すばしっこく飛び回り、群がり生きたまま食べる。



 東南東の森、最初の洗礼は蜘蛛だった。

 良いでしょう、燃やせ燃やせ。

 ストレージからロウソクと松明を呼び寄せて駆逐して行く。

 ハントスパイダーの方はトモガラとローヴォが対応していた。

 節足動物の足を捥いでいた。

 まあ今の所格下相手だしな。

 俺は【ブースト】【フィジカルベール】で強化した足で子蜘蛛共を踏みつぶして行く。


「うわあ、なんか引っ掛かったぞ!」


「ぎゃああ! 虫嫌いいいい!!」


 悲鳴が聞こえて来た。

 どうやら蜘蛛の糸に引っ掛かったみたいだな。

 最初は大変だよな、まあ頑張れよ。

 先へ進む。



【モスチート】Lv7

翅には感覚を狂わせるような模様がある。

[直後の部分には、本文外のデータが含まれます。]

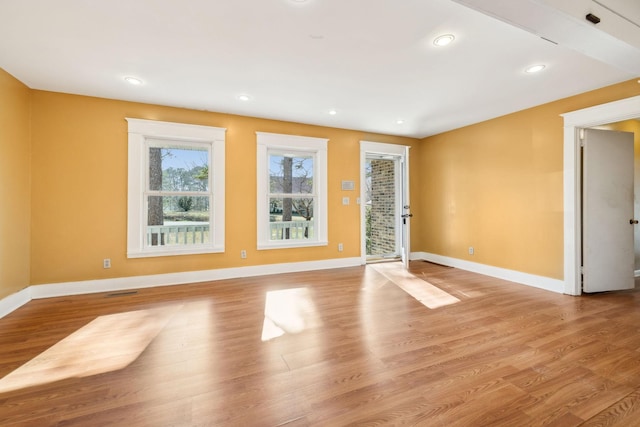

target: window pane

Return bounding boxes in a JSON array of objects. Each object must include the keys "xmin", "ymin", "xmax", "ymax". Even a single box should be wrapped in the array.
[
  {"xmin": 149, "ymin": 146, "xmax": 209, "ymax": 191},
  {"xmin": 269, "ymin": 197, "xmax": 314, "ymax": 240},
  {"xmin": 269, "ymin": 154, "xmax": 313, "ymax": 194},
  {"xmin": 146, "ymin": 196, "xmax": 210, "ymax": 246}
]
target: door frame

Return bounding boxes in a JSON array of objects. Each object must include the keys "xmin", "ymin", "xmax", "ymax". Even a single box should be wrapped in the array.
[
  {"xmin": 359, "ymin": 141, "xmax": 410, "ymax": 265},
  {"xmin": 561, "ymin": 96, "xmax": 640, "ymax": 295}
]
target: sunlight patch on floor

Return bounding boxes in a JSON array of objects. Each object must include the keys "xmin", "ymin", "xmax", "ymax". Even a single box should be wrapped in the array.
[
  {"xmin": 0, "ymin": 306, "xmax": 179, "ymax": 393},
  {"xmin": 262, "ymin": 288, "xmax": 322, "ymax": 341},
  {"xmin": 368, "ymin": 262, "xmax": 460, "ymax": 309}
]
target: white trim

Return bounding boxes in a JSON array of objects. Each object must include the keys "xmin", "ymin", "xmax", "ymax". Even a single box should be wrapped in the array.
[
  {"xmin": 360, "ymin": 141, "xmax": 411, "ymax": 265},
  {"xmin": 0, "ymin": 257, "xmax": 362, "ymax": 318},
  {"xmin": 561, "ymin": 96, "xmax": 640, "ymax": 295},
  {"xmin": 0, "ymin": 287, "xmax": 32, "ymax": 319},
  {"xmin": 411, "ymin": 252, "xmax": 564, "ymax": 293}
]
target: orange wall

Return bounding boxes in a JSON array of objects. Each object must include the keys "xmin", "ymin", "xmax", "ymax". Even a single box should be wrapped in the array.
[
  {"xmin": 412, "ymin": 80, "xmax": 640, "ymax": 279},
  {"xmin": 31, "ymin": 91, "xmax": 418, "ymax": 284},
  {"xmin": 0, "ymin": 69, "xmax": 31, "ymax": 298}
]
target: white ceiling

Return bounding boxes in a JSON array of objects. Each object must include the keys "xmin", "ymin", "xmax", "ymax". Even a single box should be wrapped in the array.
[{"xmin": 0, "ymin": 0, "xmax": 640, "ymax": 138}]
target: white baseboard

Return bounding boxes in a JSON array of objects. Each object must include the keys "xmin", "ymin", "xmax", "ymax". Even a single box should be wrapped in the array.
[
  {"xmin": 411, "ymin": 252, "xmax": 564, "ymax": 294},
  {"xmin": 0, "ymin": 252, "xmax": 564, "ymax": 318},
  {"xmin": 29, "ymin": 258, "xmax": 362, "ymax": 299},
  {"xmin": 0, "ymin": 288, "xmax": 31, "ymax": 319}
]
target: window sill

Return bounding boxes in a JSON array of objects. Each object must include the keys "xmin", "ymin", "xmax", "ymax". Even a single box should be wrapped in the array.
[
  {"xmin": 127, "ymin": 247, "xmax": 224, "ymax": 258},
  {"xmin": 258, "ymin": 241, "xmax": 329, "ymax": 250}
]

凝視注意。

鱗粉には混乱属性が付与されている。


【マジックビートル】Lv3

硬い甲で守られた虫。

色んな種類がいる。



 トモガラさん気をつけて、モスチートは精神異常状態攻撃があるよ。

 ってことで分業。

 ばっさばっさ集まってくるモスチートは投げ銛で縫い付けて行く。

 三次元的な動きが可能な三節棍にて叩き落とす。

 ローヴォも木を利用して三角飛びからの強襲で仕留めてました。


 トモガラは?

 マジックビートルを真っ正面から叩き割ってました。

 あれ、レベル的にマジックビートルの方が格上なんだがな。

 樵夫すごい。


「がう!」


 はいはい上ね。

 レイピアを上に突き上げる。

 手応え有り。


「やる〜」


 チェインバイパーの奇襲でした。

 ローヴォが教えてくれるから便利だね。

 神経毒を充実させとく。

 万が一の時に使うのだよ。


 この辺りから、コウヤとサーヤの声は聞こえなくなっていた。

 蜘蛛に苦戦したか、モスチートに惑わされたか。

 それともチェインバイパーに……。

 痛覚設定下手に弄ってるとかなりの苦痛を味わうことになるだろう。

 ゲームを辞めなきゃ良いけど。


 さて、夜明け前にシークレットエリアへ到着した。

 挑むぜホブゴブリン!

 蹂躙しながら洞窟の奥の宝箱を回収し折り返し。

 そしてインフォメーションと共に……。



【レア・ホブゴブリン】Lv1

希少種の中から更にクラスチェンジしたゴブリンの上位種。

恵まれた身体と統括する能力を持つ。


【ゴブリンソードマン】Lv5

系譜の違うゴブリンの上位種。

剣技スキルを得意とする。


【ゴブリンウィザード(無)】Lv5

系譜の違うゴブリンの上位種。

無属性魔法スキルを得意とする。


【ゴブリンクレリック】Lv5

系譜の違うゴブリンの上位種。

回復系魔法、聖魔法スキルを得意とする。



 ……え?

 凶悪な顔で獰猛に笑うホブゴブリン。

 レベルが少し上がるくらいなんだと言わんばかりのトモガラは、いっちにっさんしっと準備運動して殴り掛かった。


 両手にはドでかい戦斧を抱えてだ。

 俺はソードマン、ウィザード、クレリックの相手をする。

 流石にローヴォ加勢して、お願い!




誤字脱字、実に申し訳ないです。

更新に一生懸命になっています。